Logo

Steps

Overview

An Orquestra workflow executes a collection of steps. A step is a unit of execution in a workflow and supports the following fields:

Field Description
name Name of the step
config The configuration and execution plan for this step. This is where a runtime is declared and where components are invoked
inputs The list of input parameters to this step
outputs The list of output parameters from this step

The example is a step that uses the python3 runtime configuration to invoke two components, hellov1 & hellov2, in the imports field. These two components can access parameters specified in the inputs field, with the expected result from the component referenced in the outputs field. This step also specifices the desired amount of compute resources for execution.

steps:
- name: getBioData # the name of the step
  config:
    runtime:
      language: python3 # the language used to run this step
      imports: [hellov1, hellov2] # the name of the component that is used by this step
      parameters:
        file: hellov1/src/python/orquestra/main.py # the file for the entrypoint used 
        function: main # the entry function to envoke
    resources: # the resources requested to run this step (optional)
      cpu: "1000m" # default cpu value
      memory: "1Gi" # default memory value
      disk: "10Gi" # default disk value
  inputs: # the arguments to pass into the entrypoint
  - name: "John Doe" # set var called name to string value "john doe"
    type: string
  - year: 1992 # set var called year to int value 1992
    type: int
  outputs: # one or more outputs from  the step
  - name: bio-data # the name of an output generated by the entrypoint used
    type: json

Name

The name of the step. Some restrictions:

  • Step name need to be unique to the workflow.
  • start with an alphanumeric character
  • end with an alphanumeric character
  • contains only lowercase alphanumeric characters or ‘-’
  • name cannot be greater than 30 characters in length

Config

A config is used to specify the component to invoke, its runtime context and the amount of compute resources for the quantum engine to allocate. config supports the following fields:

Field Description
runtime The runtime and imports to use for this step’s execution
resources The desired resource for this step

Runtime

Field Description
language python3
customImage Optional.

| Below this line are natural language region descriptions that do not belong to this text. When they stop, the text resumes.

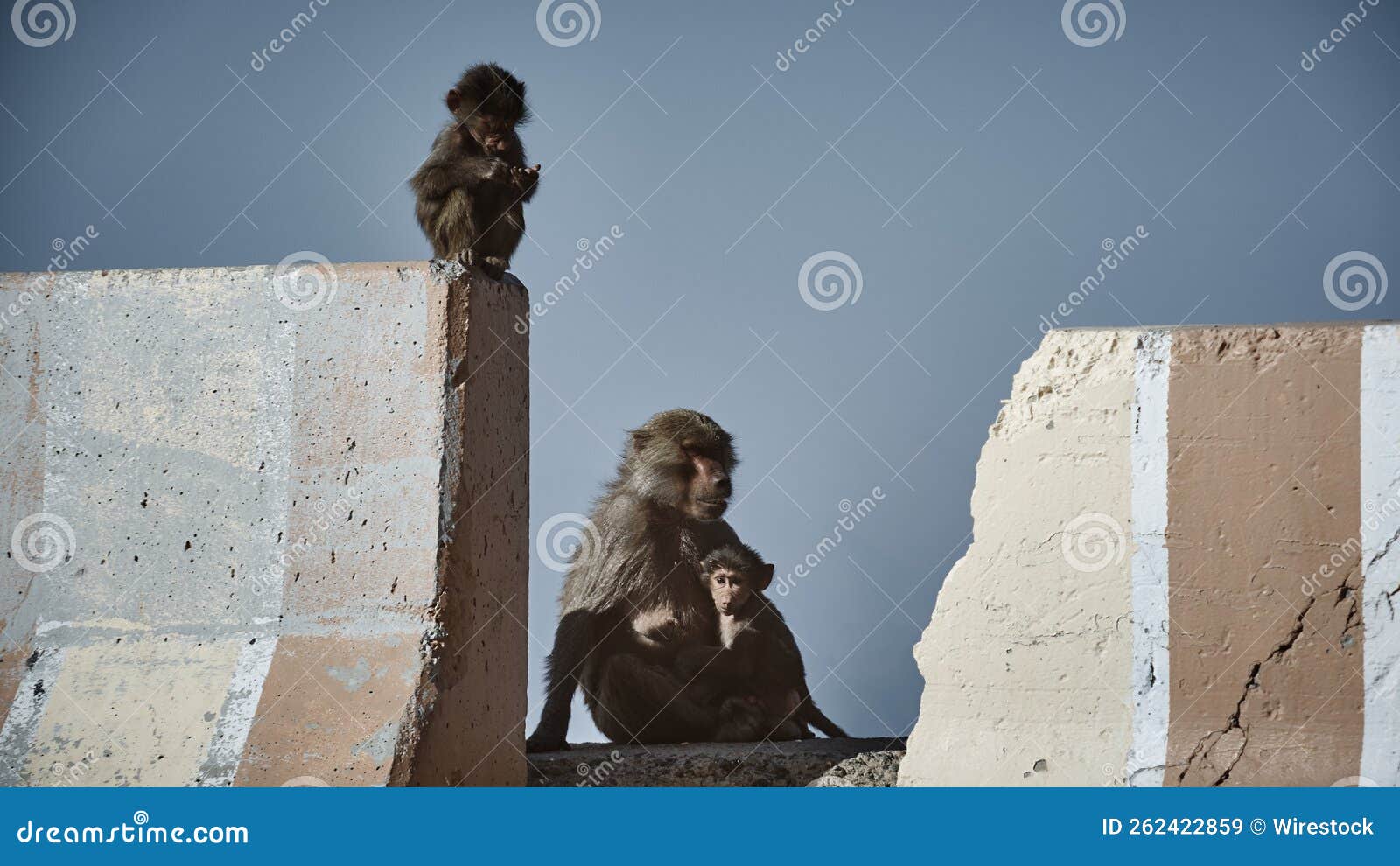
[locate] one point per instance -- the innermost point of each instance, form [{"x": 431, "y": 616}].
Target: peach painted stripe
[
  {"x": 1264, "y": 471},
  {"x": 1381, "y": 550},
  {"x": 1152, "y": 660}
]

Defaults to zapatacomputing/z-quantum-default:latest
imports The imports field is a list of the names of the components we want to use for the current task.
parameters The entrypoint for this step’s execution.

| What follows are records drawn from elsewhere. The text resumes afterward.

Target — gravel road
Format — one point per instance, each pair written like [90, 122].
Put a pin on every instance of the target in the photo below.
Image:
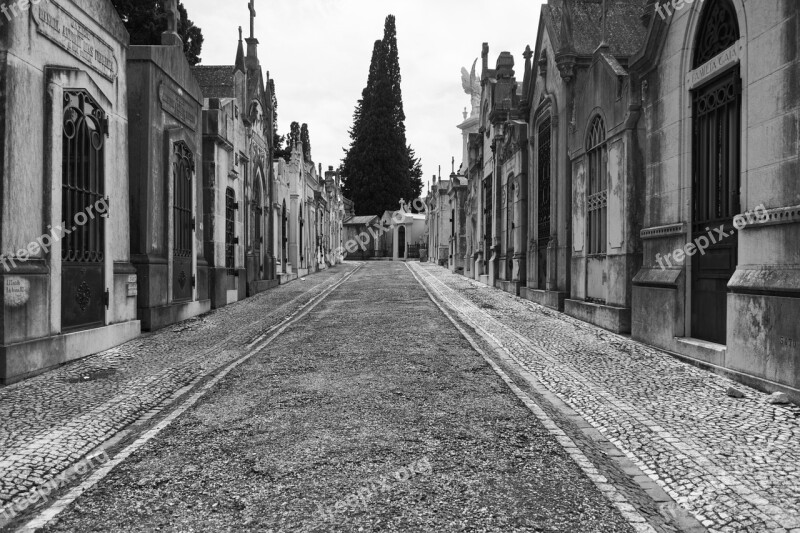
[371, 414]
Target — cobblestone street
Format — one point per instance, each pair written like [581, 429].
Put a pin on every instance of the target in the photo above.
[50, 421]
[734, 463]
[559, 427]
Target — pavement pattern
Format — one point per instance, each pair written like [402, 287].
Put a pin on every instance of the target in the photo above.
[373, 413]
[50, 421]
[734, 463]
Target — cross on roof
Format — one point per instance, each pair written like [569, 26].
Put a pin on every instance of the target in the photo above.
[252, 7]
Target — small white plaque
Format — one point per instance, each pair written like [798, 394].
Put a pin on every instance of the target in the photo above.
[17, 291]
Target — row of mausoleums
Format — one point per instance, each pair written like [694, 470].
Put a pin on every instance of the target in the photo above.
[137, 190]
[609, 184]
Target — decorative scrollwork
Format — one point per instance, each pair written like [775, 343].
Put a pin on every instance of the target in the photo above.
[83, 295]
[719, 30]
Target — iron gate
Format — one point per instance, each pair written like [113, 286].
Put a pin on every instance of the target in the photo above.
[230, 232]
[83, 295]
[487, 220]
[182, 222]
[543, 204]
[716, 142]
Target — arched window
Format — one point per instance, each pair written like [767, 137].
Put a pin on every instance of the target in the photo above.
[230, 230]
[597, 198]
[719, 30]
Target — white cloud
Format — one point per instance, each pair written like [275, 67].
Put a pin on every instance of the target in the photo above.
[318, 52]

file: the path to the file to execute, must exist in one of the components referenced in imports list.
function: specifies the function to invoke.

Resources

The resources field is an optional field that allows a workflow author to request specific compute resources for their step.

NOTE The requested amount of resources is not guaranteed by the Quantum Engine and is subject to the current runtime environment.

Field Description
cpu Default is 1000m
memory Default value is 1Gi
disk Default value is 10Gi

Inputs

The inputs field is a list of arguments that will be made available to the step.

Field Description
<name> <name> is the argument to be exposed to the component, with its value set in the field
type The type of the value specified in <name>. Can be one of string, int, json, or <custom>.

Example

  inputs: # the arguments to pass into the entrypoint
  - name: "John Doe" # set var called name to string value "john doe"
    type: string
  - year: 1992 # set var called year to int value 1992
    type: int
  - foo: "bar" # set var called foo to value bar with a custom type `foobar`
    type: foobar

Outputs

The ouputs field is a list of arguments that result from the completion of the step.

Field Description
<name> <name> is the argument to be exposed to the component, with its value set in the field
type The type of the value specified in <name>. Can be one of string, int, json, or <custom>.

Example

  outputs: # the arguments to pass into the entrypoint
  - name: "John Doe" # set var called name to string value "john doe"
    type: string
  - year: 1992 # set var called year to int value 1992
    type: int
  - foo: "bar" # set var called foo to value bar with a custom type `foobar`
    type: foobar

Additional Functionality

Referencing Step Outputs

In workflows, it is often the case that we want to pass the output of one step as the input into the next. This allows us to perform more complex operations on our data while also maintaining the maximum amount of data for analysis.

In the example below, we have a component consisting of two steps. greeting produces an output with the name welcome of type message which is then used as the input to transform-welcome.

- name: greeting
  config:
    runtime:
      language: python3
      imports: [welcome-to-orquestra]
      parameters:
        file: welcome-to-orquestra/src/python/orquestra/welcome.py
        function: welcome
    resources:
      cpu: "1000m"
      memory: "1Gi"
      disk: "15Gi"
  outputs:
  - name: welcome
    type: message
- name: transform-welcome
  passed: [greeting]
  config:
    runtime:
      language: python3
      imports: [ztransform]
      parameters:
        file: ztransform/tasks/ztransformation.py
        function: z_transformation
  inputs:
    - message: ((greeting.welcome))
      type: message
  outputs:
    - name: zelcome
      type: zessage

As shown above, we use the syntax ((stepName.outputs.name)) to reference the output of greeting in the input of the transform-welcome step. Notice that the type is also carried over from the welcome output in the input.type specification.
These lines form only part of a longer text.